阪神・淡路大震災で崩落したJR神戸線の六甲道(ろっこうみち)駅を、わずか74日間で復旧させた実話をドラマ化する。共演は野村周平(24)椎名桔平(54)葵わかな(20)ら。

井浦が演じた高倉昭は、六甲道駅の復旧工事の指揮を執った奥村組の岡本啓氏をモデルとしている。岡本氏は当初、復旧に1年以上かかると見込んだが、大阪と神戸をつなぐ要所の六甲道駅を、異例の工法で開通させた。レールを敷く路盤は崩れていなかったため、ジャッキで元の10メートルの高さまで持ち上げて水平に戻し、崩壊した橋脚のみ工事した。使命感に突き動かされた男たちが、震災から74日後の同年4月1日に開通まで導いた。

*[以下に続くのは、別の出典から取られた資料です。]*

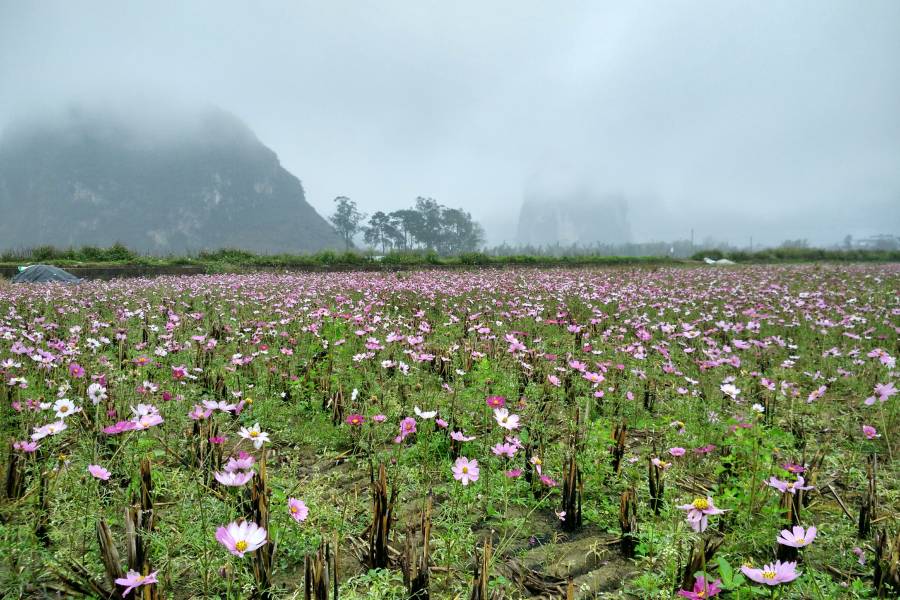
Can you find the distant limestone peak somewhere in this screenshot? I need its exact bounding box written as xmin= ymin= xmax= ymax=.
xmin=0 ymin=108 xmax=341 ymax=254
xmin=518 ymin=189 xmax=631 ymax=247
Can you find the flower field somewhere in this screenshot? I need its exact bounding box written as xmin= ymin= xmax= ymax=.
xmin=0 ymin=265 xmax=900 ymax=600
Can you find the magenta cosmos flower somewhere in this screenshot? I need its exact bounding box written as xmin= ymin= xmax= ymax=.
xmin=216 ymin=521 xmax=267 ymax=558
xmin=487 ymin=396 xmax=506 ymax=408
xmin=776 ymin=525 xmax=818 ymax=548
xmin=678 ymin=575 xmax=722 ymax=600
xmin=450 ymin=456 xmax=481 ymax=485
xmin=288 ymin=498 xmax=309 ymax=523
xmin=394 ymin=417 xmax=416 ymax=444
xmin=88 ymin=465 xmax=109 ymax=481
xmin=116 ymin=571 xmax=159 ymax=597
xmin=491 ymin=442 xmax=516 ymax=458
xmin=741 ymin=560 xmax=803 ymax=585
xmin=677 ymin=497 xmax=725 ymax=533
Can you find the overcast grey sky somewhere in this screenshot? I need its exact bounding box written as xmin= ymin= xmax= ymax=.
xmin=0 ymin=0 xmax=900 ymax=244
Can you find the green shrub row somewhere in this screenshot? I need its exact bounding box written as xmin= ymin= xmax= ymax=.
xmin=0 ymin=243 xmax=900 ymax=267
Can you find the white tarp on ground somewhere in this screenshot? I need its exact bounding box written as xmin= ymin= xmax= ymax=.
xmin=10 ymin=265 xmax=81 ymax=283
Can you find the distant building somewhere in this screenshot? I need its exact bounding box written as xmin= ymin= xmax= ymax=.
xmin=854 ymin=234 xmax=900 ymax=250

井浦は当時の自身を振り返り「20歳で、ただただ未熟で、すぐに行動を起こすという手段も発想もなかった。実際に岡本さんにお会いして、当時どんな心境だったのかをうかがいました。強いリーダーシップを持ちながらも人情がある」と話している。

主人公とバディを組む春日豊役に抜てきされたのが、野村周平。野村は神戸生まれで、震災当時は1歳2カ月。「神戸は普通に街の中に震災の跡とか慰霊碑があるんです。震災を経験した人間なので、震災復興の物語に参加できるのはありがたい」と話す。

その春日の23年後、現在を演じるのが椎名桔平。現代の若者に震災当時のことを語って聞かせる形でドラマが進行する。椎名は「数千人もの犠牲者の方々、数万人もの被災者の方々、23年前に起こった悲劇を見つめなおし、今なお心身に傷を負っている方々に、少しでも寄り添う力になればと願っています」。他にヒロインとして葵わかなが、駅の倒壊によって徒歩通勤を余儀なくされる、ホテル職員・服部瞳を演じる。

同局米田孝プロデューサーは「開局60周年を機に阪神・淡路大震災をどう切り取るべきなのか、議論を重ねた結果生まれたのが、この作品です。手を取り合い、困難に立ち向かった優しく強い人間の姿を描きたい」と話している。

◆阪神・淡路大震災 1995年(平7)1月17日午前5時46分、兵庫県淡路島北部を震源にマグニチュード7・3の地震が発生。神戸市などで観測史上初の震度7を記録。死者6434人、重傷者約1万人、被害家屋は約64万棟。神戸を中心に鉄道や高速道路、電気、ガス、水道が寸断された戦後有数の都市型災害。